Nonostante il fatto che lei se ne sia andata e tu non sai dove e non l’hai neppure salutata e non le hai neppure detto quanto ti mancherà, non l’hai neppure stretta fra le tue braccia. Una volta. Per l’ultima volta. L’aereo che parte, l’aereo che non torna. Il profumo della sua pelle, dei suoi vestiti, e innamorarsi di fretta, e correre per raggiungerla, e inciampare. E rialzarsi, saper rialzarsi.

Ma tu ancora sei qui, per adesso sei qui. E mi piace stringerti e graffiarti la schiena e morderti le labbra e carezzare il tuo viso e la pelle liscia delle tue gambe. Le tue gambe che sorreggono tutta la fatica dei giorni distorti. Le tue gambe che ti porteranno lontana. Passo dopo passo. Quelle tue gambe che ti aiuteranno a non cadere, certe volte. Alcune volte.

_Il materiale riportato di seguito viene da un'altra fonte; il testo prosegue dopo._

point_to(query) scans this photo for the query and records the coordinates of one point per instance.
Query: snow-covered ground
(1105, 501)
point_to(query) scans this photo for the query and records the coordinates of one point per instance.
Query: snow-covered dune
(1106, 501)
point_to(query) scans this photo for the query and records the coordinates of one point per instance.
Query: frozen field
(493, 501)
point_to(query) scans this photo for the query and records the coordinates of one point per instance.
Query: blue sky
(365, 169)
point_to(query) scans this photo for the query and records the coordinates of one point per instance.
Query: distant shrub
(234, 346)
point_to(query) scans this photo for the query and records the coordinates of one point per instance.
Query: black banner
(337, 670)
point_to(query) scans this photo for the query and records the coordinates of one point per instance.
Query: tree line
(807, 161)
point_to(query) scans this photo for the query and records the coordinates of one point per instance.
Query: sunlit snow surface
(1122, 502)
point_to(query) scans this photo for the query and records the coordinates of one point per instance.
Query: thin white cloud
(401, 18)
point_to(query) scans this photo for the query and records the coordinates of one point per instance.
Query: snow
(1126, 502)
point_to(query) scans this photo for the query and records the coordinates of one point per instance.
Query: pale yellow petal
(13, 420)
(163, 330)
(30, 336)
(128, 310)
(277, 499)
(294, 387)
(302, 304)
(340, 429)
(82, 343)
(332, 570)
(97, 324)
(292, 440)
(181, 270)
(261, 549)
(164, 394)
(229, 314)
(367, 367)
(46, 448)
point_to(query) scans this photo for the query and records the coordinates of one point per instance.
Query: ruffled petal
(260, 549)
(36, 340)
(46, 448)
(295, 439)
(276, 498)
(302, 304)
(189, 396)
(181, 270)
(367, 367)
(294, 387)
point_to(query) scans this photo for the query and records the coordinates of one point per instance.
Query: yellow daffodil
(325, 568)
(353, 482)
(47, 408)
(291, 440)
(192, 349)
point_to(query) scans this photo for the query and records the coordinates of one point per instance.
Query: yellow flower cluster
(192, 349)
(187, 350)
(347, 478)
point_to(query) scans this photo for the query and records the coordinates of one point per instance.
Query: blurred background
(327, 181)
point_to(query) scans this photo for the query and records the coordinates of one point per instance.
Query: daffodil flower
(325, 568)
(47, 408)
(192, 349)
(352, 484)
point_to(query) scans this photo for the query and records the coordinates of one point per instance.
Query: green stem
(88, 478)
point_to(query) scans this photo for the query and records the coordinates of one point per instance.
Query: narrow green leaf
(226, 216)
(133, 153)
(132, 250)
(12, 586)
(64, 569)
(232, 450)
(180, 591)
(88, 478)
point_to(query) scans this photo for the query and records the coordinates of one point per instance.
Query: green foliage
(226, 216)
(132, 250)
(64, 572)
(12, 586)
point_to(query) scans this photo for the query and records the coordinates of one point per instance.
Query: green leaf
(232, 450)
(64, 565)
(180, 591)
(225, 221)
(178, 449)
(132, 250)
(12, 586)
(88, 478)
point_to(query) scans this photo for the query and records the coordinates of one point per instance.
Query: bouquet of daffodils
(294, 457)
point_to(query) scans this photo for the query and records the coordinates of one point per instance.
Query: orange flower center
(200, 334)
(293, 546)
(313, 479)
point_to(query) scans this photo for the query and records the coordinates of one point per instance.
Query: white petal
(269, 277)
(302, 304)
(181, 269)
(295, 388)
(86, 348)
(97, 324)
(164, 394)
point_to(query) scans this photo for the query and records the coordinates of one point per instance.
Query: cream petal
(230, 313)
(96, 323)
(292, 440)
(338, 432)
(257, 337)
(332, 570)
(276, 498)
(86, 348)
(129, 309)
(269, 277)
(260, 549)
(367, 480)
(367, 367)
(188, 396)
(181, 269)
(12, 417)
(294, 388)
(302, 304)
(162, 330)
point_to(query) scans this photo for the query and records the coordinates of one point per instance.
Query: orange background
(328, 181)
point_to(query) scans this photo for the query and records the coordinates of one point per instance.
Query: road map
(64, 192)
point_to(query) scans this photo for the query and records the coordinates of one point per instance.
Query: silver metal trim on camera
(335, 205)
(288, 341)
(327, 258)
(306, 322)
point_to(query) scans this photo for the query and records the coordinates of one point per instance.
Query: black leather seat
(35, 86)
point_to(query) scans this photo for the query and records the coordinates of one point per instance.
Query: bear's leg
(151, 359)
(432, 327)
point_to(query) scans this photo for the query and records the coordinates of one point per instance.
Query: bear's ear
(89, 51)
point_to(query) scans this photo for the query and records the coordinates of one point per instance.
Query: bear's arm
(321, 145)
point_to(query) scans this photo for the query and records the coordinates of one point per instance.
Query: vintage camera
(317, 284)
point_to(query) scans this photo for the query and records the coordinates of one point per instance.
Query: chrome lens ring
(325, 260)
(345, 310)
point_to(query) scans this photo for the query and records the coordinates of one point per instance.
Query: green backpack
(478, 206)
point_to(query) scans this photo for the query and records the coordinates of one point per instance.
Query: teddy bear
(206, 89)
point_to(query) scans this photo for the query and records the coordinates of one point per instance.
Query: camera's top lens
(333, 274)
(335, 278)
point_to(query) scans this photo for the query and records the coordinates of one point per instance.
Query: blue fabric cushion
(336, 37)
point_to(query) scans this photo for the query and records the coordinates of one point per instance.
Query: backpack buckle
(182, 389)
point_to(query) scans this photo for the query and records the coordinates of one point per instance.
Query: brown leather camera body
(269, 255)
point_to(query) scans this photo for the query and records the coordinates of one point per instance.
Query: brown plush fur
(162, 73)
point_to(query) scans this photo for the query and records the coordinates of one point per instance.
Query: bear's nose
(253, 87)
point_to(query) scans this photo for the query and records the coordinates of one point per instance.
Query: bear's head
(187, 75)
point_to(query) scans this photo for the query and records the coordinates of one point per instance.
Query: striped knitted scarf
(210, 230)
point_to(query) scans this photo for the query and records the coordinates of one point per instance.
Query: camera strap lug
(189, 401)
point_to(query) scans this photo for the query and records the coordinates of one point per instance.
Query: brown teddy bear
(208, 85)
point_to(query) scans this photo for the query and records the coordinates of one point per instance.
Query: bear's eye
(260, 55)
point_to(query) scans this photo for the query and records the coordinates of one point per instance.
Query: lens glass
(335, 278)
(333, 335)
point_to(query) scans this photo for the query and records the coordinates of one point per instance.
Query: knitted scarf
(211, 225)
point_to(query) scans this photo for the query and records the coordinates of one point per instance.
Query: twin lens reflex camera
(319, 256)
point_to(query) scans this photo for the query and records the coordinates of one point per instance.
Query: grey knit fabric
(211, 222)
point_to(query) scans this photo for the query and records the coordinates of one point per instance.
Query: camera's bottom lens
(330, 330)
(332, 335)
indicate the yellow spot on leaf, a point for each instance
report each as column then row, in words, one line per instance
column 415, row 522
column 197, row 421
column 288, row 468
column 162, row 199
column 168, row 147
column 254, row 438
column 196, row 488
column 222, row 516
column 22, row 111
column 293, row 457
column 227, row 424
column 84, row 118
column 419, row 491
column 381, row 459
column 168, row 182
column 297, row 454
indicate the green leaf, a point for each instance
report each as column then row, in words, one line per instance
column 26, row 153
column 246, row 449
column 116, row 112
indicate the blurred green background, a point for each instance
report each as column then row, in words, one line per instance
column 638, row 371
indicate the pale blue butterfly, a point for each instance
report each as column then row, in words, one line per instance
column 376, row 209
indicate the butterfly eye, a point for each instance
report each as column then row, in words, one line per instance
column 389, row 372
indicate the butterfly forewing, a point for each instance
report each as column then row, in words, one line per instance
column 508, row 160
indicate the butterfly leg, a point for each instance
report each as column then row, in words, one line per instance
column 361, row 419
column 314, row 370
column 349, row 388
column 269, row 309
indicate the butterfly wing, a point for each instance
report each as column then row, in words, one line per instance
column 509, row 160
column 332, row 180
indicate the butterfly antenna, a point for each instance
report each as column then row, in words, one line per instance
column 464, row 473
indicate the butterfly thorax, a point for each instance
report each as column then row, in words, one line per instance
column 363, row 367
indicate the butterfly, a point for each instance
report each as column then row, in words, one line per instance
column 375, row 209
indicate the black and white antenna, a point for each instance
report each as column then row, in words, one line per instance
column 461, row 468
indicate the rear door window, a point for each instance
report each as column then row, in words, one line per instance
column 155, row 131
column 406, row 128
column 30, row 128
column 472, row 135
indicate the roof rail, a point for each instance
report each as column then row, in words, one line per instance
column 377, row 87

Mi dici ho il profumo più buono del mondo. Ti dico lo so. Mi baci sul collo e io chiudo gli occhi e mi immagino di essere per un momento in un altro luogo dove nulla esiste, dove ci sei solo tu dentro una stanza di vetro e tutto sembra essere possibile.

Prendere, partire. Viaggiare, andare. Dove ti pare.

Prendere, partire. Viaggiare, tornare. Migliori, migliori di prima.